There are times when the business of analyzing and writing about investment markets takes on the characteristics of a hamster on a wheel. Over and over again we cover the same ground – the Fed, the latest jobs report, the net inflows and outflows into bonds and equities – and our main worry is to make sure we’re not repeating verbatim the thing we wrote about the week before.
Suffice it to say that this has not been one of those weeks. A whole decade’s worth of news took place between the time we published our commentary last Friday and today. Seven days in which Europe collectively snapped out of a fog, tossing out the short-term calculus of natural gas prices in favor of the foundational philosophical principles on which the European Union was constructed. In which one man, Ukraine’s president Volodymyr Zelensky, exhibited a level of personal bravery we may well have thought would never be seen again in a world political leader. In which Switzerland, a country that stayed resolutely on the sidelines throughout the entirety of the Second World War, pushed forward with sanctions of its own against the bank accounts of Russian oligarchs.
And, finally, seven days in which the set-piece backdrop of the social, political and economic order of the world we have known, to a greater or lesser extent, since 1991 is no longer something to simply assume is there. As hard as it may be, at some point we will have to look up from the map of Ukraine, Russia and Belarus and think hard about the implications for other parts of the world. This may be a time when the trusted old saw of “geopolitics don’t affect markets” will be laid to rest. Not because of Russia and Ukraine specifically – outside the realm of energy, certain metals and agriculture these countries do not exert a major impact on the world economy – but very much because of those “other parts of the world” we just mentioned, none more so than China.

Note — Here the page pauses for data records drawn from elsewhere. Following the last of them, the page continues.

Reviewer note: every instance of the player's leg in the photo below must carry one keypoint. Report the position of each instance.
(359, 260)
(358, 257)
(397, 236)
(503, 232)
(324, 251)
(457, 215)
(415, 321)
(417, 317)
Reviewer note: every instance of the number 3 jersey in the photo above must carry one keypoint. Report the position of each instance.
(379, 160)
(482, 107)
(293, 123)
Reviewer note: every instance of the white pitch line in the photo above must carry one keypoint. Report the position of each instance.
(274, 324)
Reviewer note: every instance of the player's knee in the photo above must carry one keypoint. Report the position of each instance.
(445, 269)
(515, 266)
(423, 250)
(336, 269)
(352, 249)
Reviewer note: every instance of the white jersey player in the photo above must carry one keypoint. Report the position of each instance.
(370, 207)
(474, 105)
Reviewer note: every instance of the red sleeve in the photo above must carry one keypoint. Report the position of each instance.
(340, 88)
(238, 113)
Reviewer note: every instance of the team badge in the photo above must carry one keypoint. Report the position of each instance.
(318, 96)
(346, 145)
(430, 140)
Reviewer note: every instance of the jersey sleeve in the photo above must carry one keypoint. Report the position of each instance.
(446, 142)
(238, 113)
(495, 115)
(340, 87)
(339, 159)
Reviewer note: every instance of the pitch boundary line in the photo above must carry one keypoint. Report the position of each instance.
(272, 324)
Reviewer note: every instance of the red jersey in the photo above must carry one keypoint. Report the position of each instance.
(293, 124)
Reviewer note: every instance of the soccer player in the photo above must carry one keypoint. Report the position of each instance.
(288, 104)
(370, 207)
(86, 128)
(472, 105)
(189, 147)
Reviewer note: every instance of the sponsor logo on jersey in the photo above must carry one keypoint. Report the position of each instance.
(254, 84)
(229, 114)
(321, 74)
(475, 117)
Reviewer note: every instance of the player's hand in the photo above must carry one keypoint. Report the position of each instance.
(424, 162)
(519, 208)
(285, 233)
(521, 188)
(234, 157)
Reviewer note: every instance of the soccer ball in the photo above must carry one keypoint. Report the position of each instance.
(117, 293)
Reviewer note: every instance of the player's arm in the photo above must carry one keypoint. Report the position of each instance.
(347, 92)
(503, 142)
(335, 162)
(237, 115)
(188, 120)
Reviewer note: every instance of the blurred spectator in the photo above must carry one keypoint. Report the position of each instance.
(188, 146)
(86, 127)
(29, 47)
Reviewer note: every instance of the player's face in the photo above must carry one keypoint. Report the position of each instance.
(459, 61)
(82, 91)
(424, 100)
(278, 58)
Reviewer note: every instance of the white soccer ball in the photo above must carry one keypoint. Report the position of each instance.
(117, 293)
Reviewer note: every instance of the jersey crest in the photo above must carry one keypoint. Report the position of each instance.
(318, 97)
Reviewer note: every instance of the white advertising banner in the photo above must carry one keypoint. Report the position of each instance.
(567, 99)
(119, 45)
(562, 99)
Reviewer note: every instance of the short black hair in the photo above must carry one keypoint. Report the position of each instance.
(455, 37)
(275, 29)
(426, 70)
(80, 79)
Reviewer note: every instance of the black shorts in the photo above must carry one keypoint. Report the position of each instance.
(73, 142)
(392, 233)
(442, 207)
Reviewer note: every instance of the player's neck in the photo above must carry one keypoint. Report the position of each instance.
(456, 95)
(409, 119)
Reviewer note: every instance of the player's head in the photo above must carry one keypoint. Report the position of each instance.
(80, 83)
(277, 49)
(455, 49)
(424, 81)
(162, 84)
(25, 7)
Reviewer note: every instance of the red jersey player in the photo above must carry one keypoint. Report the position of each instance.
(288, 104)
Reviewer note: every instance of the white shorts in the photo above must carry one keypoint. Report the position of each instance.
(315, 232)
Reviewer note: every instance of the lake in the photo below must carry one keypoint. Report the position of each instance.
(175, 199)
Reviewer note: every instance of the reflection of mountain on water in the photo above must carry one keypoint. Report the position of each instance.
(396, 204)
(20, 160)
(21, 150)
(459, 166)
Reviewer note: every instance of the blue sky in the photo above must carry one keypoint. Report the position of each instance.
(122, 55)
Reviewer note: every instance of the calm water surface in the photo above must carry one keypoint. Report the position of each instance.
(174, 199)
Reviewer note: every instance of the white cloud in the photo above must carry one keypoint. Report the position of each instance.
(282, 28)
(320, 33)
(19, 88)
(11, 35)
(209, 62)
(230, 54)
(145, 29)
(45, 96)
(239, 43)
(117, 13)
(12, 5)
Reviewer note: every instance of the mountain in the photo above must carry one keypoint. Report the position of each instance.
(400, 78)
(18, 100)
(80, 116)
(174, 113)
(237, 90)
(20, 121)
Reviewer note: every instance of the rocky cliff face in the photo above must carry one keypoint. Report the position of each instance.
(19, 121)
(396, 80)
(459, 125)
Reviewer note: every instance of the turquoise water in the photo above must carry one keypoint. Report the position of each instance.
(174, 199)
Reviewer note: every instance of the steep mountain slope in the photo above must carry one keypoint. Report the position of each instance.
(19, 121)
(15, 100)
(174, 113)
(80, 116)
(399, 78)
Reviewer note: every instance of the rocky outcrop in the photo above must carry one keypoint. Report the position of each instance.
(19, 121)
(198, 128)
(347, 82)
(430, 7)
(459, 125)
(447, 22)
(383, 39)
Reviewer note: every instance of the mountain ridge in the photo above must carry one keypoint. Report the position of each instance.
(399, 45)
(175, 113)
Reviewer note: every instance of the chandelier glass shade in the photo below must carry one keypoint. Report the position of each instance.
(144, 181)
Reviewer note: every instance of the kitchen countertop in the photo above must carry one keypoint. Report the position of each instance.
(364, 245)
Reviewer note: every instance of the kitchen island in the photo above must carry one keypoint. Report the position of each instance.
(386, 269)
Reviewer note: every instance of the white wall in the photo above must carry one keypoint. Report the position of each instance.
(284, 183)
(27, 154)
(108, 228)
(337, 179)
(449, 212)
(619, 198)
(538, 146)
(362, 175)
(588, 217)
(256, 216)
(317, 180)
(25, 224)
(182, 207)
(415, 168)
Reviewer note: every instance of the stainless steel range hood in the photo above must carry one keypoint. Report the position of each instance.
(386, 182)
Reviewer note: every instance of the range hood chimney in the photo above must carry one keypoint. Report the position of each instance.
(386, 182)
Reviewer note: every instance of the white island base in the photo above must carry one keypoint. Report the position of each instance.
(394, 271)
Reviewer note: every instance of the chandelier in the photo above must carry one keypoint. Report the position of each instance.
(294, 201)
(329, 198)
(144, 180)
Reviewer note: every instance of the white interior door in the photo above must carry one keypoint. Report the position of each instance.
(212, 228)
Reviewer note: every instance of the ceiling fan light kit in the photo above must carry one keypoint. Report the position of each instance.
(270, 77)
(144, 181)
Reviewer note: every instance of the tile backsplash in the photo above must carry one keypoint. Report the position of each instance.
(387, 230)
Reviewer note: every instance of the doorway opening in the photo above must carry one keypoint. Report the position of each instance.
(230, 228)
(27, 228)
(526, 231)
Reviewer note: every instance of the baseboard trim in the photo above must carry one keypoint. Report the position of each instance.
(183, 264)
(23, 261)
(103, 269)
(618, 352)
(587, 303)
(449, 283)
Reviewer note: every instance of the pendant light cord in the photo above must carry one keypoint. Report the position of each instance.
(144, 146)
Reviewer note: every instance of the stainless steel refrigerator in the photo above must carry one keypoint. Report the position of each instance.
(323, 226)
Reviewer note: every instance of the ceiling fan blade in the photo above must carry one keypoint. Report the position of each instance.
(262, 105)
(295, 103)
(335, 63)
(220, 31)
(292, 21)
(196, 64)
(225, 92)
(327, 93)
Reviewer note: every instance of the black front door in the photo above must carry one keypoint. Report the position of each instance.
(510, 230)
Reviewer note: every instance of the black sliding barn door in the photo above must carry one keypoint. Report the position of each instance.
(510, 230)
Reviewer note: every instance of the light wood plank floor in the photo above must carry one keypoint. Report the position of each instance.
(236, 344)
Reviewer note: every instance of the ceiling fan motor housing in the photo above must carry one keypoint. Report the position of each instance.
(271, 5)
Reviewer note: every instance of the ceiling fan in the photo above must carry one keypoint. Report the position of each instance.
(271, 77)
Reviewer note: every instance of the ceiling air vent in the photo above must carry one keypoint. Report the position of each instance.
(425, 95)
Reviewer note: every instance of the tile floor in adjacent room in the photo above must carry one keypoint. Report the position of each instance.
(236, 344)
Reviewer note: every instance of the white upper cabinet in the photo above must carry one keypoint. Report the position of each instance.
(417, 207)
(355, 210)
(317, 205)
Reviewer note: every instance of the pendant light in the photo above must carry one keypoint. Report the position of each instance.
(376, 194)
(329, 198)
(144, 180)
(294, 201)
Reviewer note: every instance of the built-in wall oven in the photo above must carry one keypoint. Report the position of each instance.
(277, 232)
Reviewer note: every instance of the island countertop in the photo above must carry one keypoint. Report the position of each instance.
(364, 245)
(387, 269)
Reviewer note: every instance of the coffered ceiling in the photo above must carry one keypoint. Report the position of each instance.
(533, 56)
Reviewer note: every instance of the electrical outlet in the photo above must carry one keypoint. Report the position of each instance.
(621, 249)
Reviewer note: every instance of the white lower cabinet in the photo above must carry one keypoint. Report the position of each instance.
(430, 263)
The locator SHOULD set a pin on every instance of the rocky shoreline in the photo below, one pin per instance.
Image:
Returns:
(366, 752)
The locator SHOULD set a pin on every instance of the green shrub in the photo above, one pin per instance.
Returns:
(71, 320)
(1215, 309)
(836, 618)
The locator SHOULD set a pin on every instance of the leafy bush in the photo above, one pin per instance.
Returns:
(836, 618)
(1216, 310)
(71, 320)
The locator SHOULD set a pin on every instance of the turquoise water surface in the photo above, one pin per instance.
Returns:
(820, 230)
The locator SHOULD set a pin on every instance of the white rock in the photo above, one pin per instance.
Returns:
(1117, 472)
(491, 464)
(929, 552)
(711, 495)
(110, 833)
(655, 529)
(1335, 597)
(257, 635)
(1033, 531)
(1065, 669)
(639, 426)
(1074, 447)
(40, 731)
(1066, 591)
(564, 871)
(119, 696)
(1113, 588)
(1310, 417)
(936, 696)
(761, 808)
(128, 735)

The Specter of Stagflation
So the set-piece backdrop has changed, but we will still be faced from week to week with the same kind of questions about economics and financial markets that we have always had. One question is very much on our minds today as we think about the potential economic consequences of the war, and that is stagflation. If you read the annual outlook we published back in January, you may recall that we talked about stagflation as less likely than other outcomes from the current inflationary cycle. That argument had two core components: first, that inflation resulting from the confluence of robust demand and constricted supply would likely unwind meaningfully over the course of 2022; and, second, that the Fed would attach its full efforts to a credible inflation-fighting program through systematic interest rate increases and winding down its inflated balance sheet.
The Fed is still committed to this goal, as Fed chair Powell affirmed in Congressional testimony this week. But the Ukrainian situation complicates matters due to the elevated level of uncertainty and certain risks that could impact global economic growth. The idea of a kind of “shock and awe” anti-inflationary program – say, by raising the Fed funds rate by half a percent in March rather than the more customary quarter-precent, or even raising rates in between FOMC meetings – is now completely off the table. The Fed will proceed, but it will proceed cautiously.
Unfortunately, the net economic impact of the war in Ukraine will likely be to push inflation even higher, as prices for those commodities which Russia exports such as oil, gas, aluminum and wheat respond to the encroaching effect of sanctions. This will likely happen even as the Fed has to dial down the intensity of its monetary tightening. If (and it is still a sizable if) growth turns out to be lower than expected then we potentially have the ingredients in place for stagflation – low growth and high prices.
We still believe, as we expressed in our annual outlook, that a prolonged cycle of stagflation is not the most likely economic outcome ahead. But we would also ascribe a higher probability to it than we did six weeks ago. The overall level of uncertainty is higher – and for now that is going to have to be an assumption we bake into our ongoing analysis.